Whoa, doggie! Short memories don’t work in this discussion. Sure, it has been awhile, but this is not the first time five pretty good players have donned Toledo uniforms at the same time. There were great players and great seasons, even a mini-dynasty in the Mid-American Conference, back in the day.

This Rocket team is poised to improve to 20-3 with a win Saturday at 4-16 Ball State. Coach Tod Kowalczyk acknowledged 20 wins is a “magic number,” but that his team has far more in mind.

That far more will define this team, which has nine games left in its regular season. No trophies have been awarded yet, and UT’s postseason potential, while promising, is still speculative.

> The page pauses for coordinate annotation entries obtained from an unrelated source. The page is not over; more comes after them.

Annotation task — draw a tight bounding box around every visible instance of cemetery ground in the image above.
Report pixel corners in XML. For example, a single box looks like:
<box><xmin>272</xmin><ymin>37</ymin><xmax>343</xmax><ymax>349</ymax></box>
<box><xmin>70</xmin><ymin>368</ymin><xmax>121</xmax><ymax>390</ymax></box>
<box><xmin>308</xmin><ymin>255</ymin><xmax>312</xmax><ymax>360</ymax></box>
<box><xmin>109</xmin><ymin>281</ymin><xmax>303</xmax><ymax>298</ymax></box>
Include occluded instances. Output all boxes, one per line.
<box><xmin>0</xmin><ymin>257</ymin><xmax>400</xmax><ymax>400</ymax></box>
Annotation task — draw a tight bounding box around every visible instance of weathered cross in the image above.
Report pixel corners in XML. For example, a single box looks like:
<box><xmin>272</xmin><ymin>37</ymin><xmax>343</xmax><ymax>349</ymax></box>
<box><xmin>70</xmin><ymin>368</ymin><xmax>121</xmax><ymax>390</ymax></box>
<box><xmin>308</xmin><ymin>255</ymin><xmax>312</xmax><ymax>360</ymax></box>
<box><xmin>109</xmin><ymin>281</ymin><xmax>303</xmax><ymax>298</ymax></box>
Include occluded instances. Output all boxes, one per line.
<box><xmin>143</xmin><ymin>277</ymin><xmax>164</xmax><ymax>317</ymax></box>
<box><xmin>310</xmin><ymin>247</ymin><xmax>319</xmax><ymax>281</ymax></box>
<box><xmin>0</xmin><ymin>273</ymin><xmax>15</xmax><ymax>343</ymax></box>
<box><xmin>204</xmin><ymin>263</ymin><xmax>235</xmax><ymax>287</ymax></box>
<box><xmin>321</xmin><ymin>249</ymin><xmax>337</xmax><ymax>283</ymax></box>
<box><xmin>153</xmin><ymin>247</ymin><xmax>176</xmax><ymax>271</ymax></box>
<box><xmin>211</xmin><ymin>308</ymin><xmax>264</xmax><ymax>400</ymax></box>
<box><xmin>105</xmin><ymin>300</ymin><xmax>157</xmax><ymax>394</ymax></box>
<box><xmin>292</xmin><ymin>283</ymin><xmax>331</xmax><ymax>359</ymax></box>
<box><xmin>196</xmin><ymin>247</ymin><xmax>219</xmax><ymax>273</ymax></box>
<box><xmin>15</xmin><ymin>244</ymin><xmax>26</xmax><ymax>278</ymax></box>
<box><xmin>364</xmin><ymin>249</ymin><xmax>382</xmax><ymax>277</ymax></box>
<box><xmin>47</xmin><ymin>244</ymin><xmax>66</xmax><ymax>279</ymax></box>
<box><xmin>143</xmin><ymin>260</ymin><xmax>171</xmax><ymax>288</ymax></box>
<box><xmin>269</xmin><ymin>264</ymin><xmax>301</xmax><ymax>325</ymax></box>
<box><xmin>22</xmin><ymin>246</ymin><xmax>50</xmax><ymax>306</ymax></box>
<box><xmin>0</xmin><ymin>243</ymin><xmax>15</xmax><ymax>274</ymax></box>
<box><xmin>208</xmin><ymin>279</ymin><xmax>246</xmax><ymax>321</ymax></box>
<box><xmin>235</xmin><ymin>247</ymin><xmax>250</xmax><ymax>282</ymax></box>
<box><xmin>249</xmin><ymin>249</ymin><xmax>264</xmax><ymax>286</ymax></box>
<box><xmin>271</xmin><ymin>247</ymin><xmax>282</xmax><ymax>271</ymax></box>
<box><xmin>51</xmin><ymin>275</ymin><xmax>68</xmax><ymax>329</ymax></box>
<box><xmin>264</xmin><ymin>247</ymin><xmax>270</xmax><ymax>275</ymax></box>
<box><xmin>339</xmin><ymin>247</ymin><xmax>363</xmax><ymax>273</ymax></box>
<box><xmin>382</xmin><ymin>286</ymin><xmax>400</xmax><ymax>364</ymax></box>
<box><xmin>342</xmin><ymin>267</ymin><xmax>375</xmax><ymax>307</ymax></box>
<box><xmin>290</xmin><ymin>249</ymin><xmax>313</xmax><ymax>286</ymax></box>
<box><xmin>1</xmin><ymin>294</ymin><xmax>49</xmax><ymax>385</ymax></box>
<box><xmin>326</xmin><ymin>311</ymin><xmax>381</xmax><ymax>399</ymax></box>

This group nonetheless could be special in the annals of a program that has 18 seasons with 20 or more wins, seven MAC championships (either regular season, MAC tournament, or both). Ending in 1984-85, UT players and fans enjoyed 26 consecutive winning seasons. There’s some history here.

The best-ever UT teams? This is one man’s opinion:

■ The 1966-67 team, the second for Bob Nichols, the school’s winningest coach, went 23-1 before coming to a premature and unexpected end in the NCAA opener. The Rockets were upset by Virginia Tech one week after beating the same team 90-71 in the regular-season finale at the old UT Field House.

Led by Steve Mix (21.8 points, 10.2 rebounds per game), arguably the best player in school history, that team featured five players whose scoring average was in double figures. Mix was joined by Willie Babione, John Brisker, Bill Backensto, and Bob Miller. And there was John Rudley, too, helping run the show. The current UT team has five players averaging double figures.

■ The great Harold Anderson cemented his legacy coaching at Bowling Green, but he started at Toledo for eight years, a stretch that included just one team with double-digit losses. His 1939-40 squad still holds the single-season record with 24 wins, but his last team (1941-42) went 23-5 and may have been his best.

With the legendary Bob Gerber leading the nation in scoring (he had 37 in the NIT at Madison Square Garden against Rhode Island) the Rockets finished the regular season with a 65-39 win against Ohio for a 35th consecutive win at home, where Andy’s teams went 110-13.

■ There are too many names to mention during Nichols’ mini-dynasty that produced five straight 20-win seasons and three consecutive MAC titles at the end of the 1970s. But Harvey Knuckles and Jay Lehman starred on all the championship teams, so we’ll name them.

The best? Most UT fans are partial to the 1978-79 team that beat Iowa in the NCAA on Stan Joplin’s buzzer-beating jumper. I might argue for the following season’s team, on which the recently departed Dick Miller was a senior, that won the first-ever MAC tournament before losing a 94-91 thriller to Florida State in the NCAA. It’s probably a coin flip.

■ Coach Burl Friddle followed Anderson and behind the talented Dallas Zuber finished runner-up in the 1943 NIT. Jerry Bush’s teams had some impressive wins and high poll rankings in 1949-50 and 1950-51 and won UT’s first MAC title in ’54.

Does this year’s team fit in with any of those? Time will tell.